青空文庫[Webサイト]
ぬすつと犬めが、
くさつた波止場の月に吠えてゐる。
たましひが耳をすますと、
陰気くさい声をして、
黄いろい娘たちが合唱してゐる、
合唱してゐる。
波止場のくらい石垣で。
いつも、
なぜおれはこれなんだ、
犬よ、
青白いふしあはせの犬よ。
これは萩原朔太郎作「悲しい月夜」ですが、今回ご紹介するのはこれではありません。
名作と呼ばれるような少し昔の文学作品を読んでみたいけど、いまさら買ったりするのも…とか、借りたら返さなきゃいけないし面倒だな…とか思うことはないでしょうか。そんな方のために「青空文庫」をご紹介します。
「青空文庫」には主に著作権が消滅(一部存続中でも権利者が許諾)した文学作品が、人力(!)により電子化され収められています。そしてそこに収められた6000を超える作品(2007年現在)を自由に読むことが出来ます。さらに読むだけでなくこの項の冒頭のように転載、再配布をすることも可能です。
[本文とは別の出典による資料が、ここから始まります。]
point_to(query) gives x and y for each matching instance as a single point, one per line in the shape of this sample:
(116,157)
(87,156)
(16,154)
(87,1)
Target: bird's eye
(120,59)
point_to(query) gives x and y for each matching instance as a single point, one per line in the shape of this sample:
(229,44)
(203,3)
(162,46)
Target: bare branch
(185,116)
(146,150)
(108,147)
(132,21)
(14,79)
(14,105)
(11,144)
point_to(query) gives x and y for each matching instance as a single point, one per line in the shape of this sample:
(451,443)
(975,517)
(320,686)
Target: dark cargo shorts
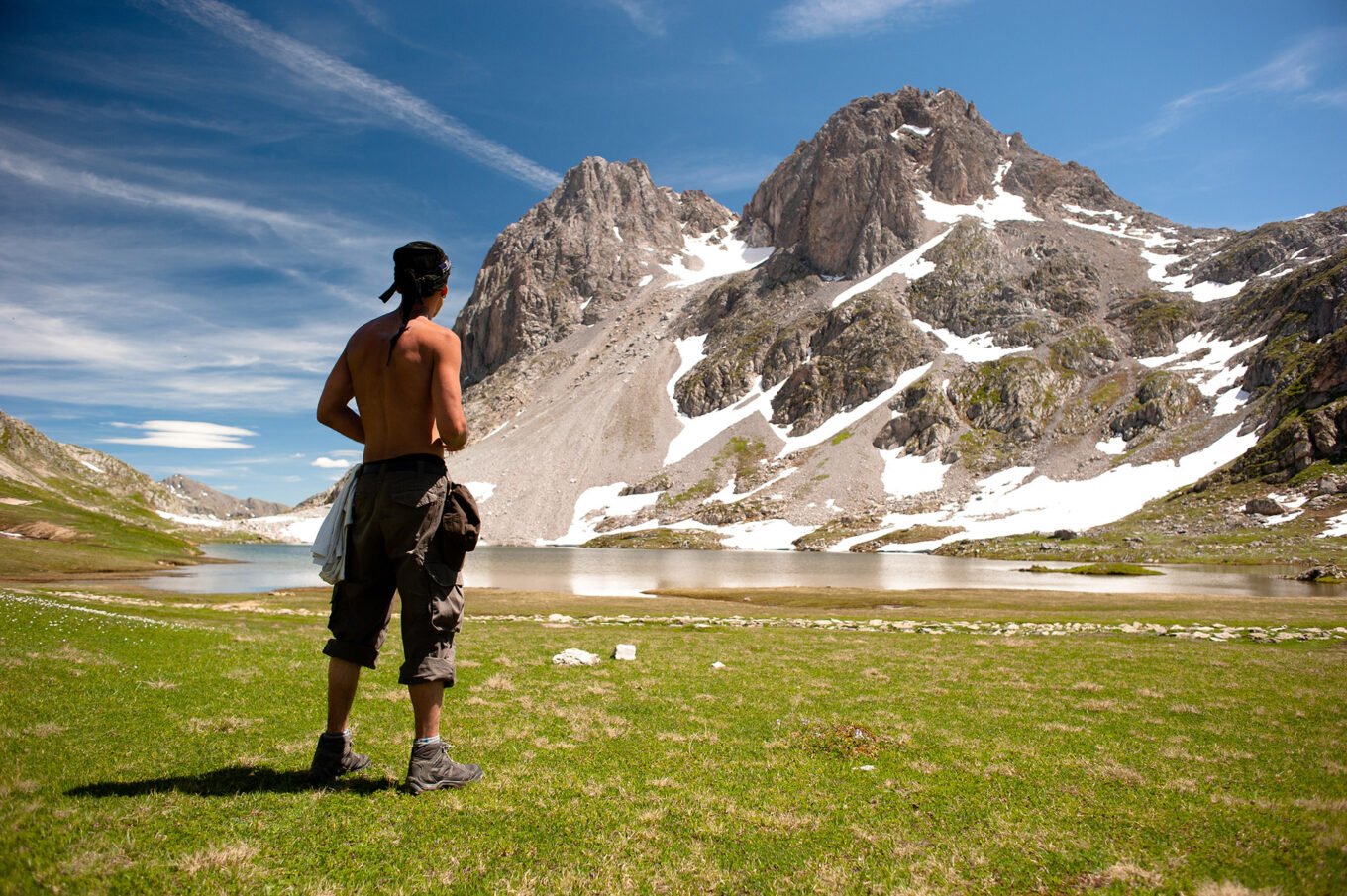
(393,544)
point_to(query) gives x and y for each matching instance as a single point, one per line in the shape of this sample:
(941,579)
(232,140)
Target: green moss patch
(1099,568)
(661,540)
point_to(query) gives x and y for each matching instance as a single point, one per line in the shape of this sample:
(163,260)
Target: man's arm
(333,404)
(446,395)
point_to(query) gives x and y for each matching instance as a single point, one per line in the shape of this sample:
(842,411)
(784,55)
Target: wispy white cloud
(807,19)
(356,84)
(1292,73)
(118,112)
(229,212)
(647,17)
(183,434)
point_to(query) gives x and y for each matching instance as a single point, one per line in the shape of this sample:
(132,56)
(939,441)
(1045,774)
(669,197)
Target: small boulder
(1328,485)
(1316,573)
(1264,507)
(574,656)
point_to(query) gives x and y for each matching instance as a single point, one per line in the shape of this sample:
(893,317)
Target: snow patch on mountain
(1014,500)
(1159,261)
(1336,527)
(976,348)
(599,503)
(908,474)
(710,256)
(999,206)
(912,265)
(842,419)
(1114,447)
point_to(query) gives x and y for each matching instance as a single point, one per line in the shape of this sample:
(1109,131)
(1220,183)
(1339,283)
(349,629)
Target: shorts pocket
(446,597)
(419,492)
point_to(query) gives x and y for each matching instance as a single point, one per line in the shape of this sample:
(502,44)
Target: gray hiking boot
(431,768)
(334,757)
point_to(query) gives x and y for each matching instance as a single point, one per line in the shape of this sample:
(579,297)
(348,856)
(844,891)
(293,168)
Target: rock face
(951,333)
(1162,402)
(603,228)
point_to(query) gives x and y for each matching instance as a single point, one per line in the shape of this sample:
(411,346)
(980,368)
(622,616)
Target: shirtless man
(403,372)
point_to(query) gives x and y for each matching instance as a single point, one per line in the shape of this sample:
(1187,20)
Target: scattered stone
(1264,507)
(1327,570)
(575,656)
(1328,485)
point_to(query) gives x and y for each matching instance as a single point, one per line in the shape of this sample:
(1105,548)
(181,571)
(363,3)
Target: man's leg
(343,678)
(333,756)
(427,698)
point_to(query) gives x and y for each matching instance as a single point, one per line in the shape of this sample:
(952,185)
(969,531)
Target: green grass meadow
(159,747)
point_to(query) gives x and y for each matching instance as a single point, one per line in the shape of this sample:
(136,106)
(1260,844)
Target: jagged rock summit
(850,200)
(919,331)
(589,245)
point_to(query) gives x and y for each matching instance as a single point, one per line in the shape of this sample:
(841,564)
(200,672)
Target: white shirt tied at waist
(330,545)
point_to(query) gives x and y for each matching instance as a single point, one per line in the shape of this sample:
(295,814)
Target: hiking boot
(334,757)
(431,768)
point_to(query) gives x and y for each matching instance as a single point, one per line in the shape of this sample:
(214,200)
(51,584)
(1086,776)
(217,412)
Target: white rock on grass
(574,656)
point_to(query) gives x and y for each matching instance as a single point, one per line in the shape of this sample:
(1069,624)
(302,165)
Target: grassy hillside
(120,535)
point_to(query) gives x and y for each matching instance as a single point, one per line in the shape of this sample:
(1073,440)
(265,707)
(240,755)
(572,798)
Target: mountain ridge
(911,306)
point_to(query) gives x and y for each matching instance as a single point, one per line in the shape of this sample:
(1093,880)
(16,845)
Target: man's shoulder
(437,335)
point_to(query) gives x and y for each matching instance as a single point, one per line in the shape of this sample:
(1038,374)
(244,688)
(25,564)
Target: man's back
(407,389)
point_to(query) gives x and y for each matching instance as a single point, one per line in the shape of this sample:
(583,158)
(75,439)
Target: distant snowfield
(1159,261)
(1208,362)
(1336,527)
(1014,500)
(296,527)
(999,206)
(713,258)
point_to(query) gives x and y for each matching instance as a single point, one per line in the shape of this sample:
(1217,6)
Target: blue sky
(198,200)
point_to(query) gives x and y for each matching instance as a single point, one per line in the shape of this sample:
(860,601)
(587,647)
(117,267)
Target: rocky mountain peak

(著作権存続中のものは注意)
秋の夜長に長編にじっくりと挑むもよし、レポートや制作に疲れたとき掌編や詩で気分転換するもよし、手軽に文学の世界へ触れてみるのはいかがでしょう。
ちなみに同じような趣旨のものがアメリカにもあります。
プロジェクト・グーテンベルク(Project Gutenberg) http://www.gutenberg.org/
でも、たまには紙の本を手に取りに情報館へも来てくださいね。